Hundreds of thousands of people in Bangladesh's southwestern region remain homeless after a cyclone struck late last month, killing more than 260 people.
And according to a faith-based organization that supports persecuted churches, Christians are at risk of being neglected as general aid is distributed to victims in the predominantly Muslim country.
"Many Christians have been severely affected by this cyclone," reported the Barnabas Fund on Friday. "Churches have been destroyed and at least 1500 Christian families have been affected, losing homes, livestock, crops, access to work, food, clean water and sanitation."
On May 25, Cyclone Aila lashed low-lying areas in eastern India and Bangladesh, destroying thousands of homes, injuring over 7,000, and killing at least 264 before weakening.
Ziaul Alam, the local administrator in Bangladesh's Khulna district, told The Associated Press that at least 500,000 villagers were affected or stranded, mostly by flash floods caused by tidal surges.

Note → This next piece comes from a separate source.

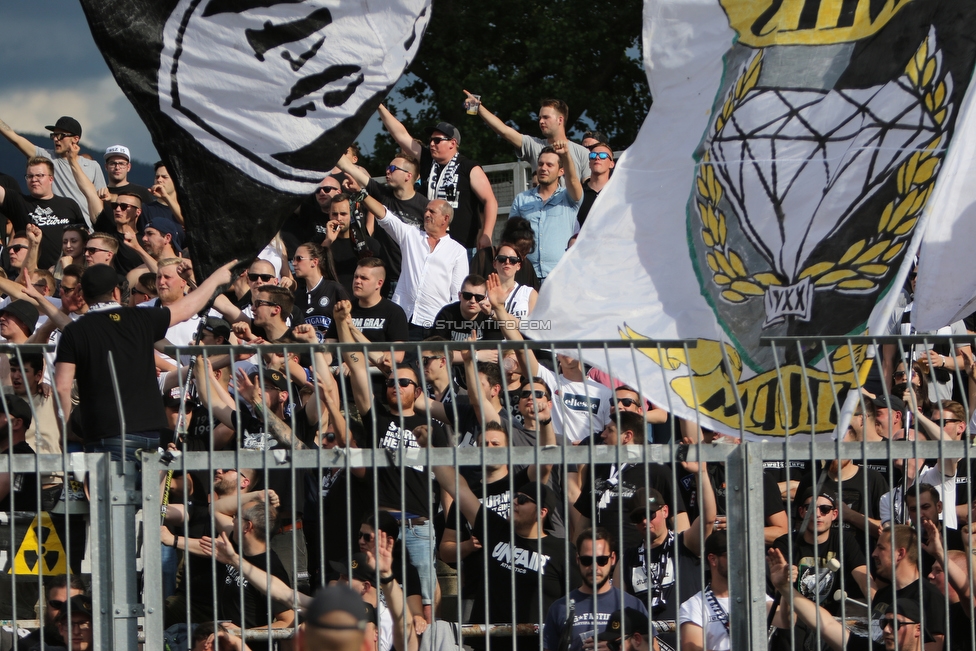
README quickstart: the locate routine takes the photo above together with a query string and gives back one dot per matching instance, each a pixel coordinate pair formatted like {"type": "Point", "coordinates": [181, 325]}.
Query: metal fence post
{"type": "Point", "coordinates": [151, 554]}
{"type": "Point", "coordinates": [747, 563]}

In total, the Barnabas Fund reported that an estimated three million Bangladeshis and two million Indians – at least half of them children – have been affected by the storm.
"Thousands of people are struggling without food and water and are seeking shelter on the limited higher ground," stated the organization Friday. "Many are marooned and awaiting assistance, but stormy conditions, turbulent rivers and mudslides have hampered rescue efforts to the most devastated areas."
There is also increasing concern that salt water from the tidal surge following the cyclone may contaminate the rivers and groundwater used for drinking and farming, it added.
Lack of drinking water not only forces many to go hungry as they will be unable to cook the food they receive from relief agencies, it also increases incidences of diarrhea, which can prove deadly.
"Diarrhea is a serious concern," commented Mohammad Badi Akhter, acting chief of operations for the NGO network Oxfam in Dhaka.
He told the U.N.-run IRIN news agency earlier this month that 10 people in Satkhira District alone had died of diarrhea in a single day.
"There is an urgent need to provide clean water, food and medicine to our brothers and sisters affected by this disaster," commented Dr. Patrick Sookhdeo, international director of Barnabas Fund, which called the disaster in Bangladesh "under-reported" and "forgotten."
"We are initially assisting around 500 families, but the need is much greater," added the Christian leader, whose organization is working in Bangladesh to provide emergency relief in the form of cooking oil, rice, lentils, bread, medicine and clean water.
Other groups working to improve the WASH (water, sanitation and hygiene) situation in Bangladesh include the U.N. Children's Fund, the government's Department of Public Health Engineering, Action contre la Faim, ActionAid, BRAC, CARE, CARITAS, Catholic Relief Services, NGO Forum, Islamic Relief, Muslim Aid, Save the Children USA, Solidarites, Oxfam GB and Water Aid.
According to Oxfam, the Ganges-Brahmaputra and Meghna river basin in Bangladesh is one of the most disaster-prone regions in the world. Bangladesh's coastline is regularly battered by tropical cyclones, and one-third of the country floods annually during the monsoon.
Some in Bangladesh don't expect waters from the latest flooding to recede before the end of the monsoon season – around the end of September.
According to the country's Disaster Management Bureau, over 1,400 km of flood protection embankments were washed away by Aila, exposing thousands of villages just as the monsoon was beginning.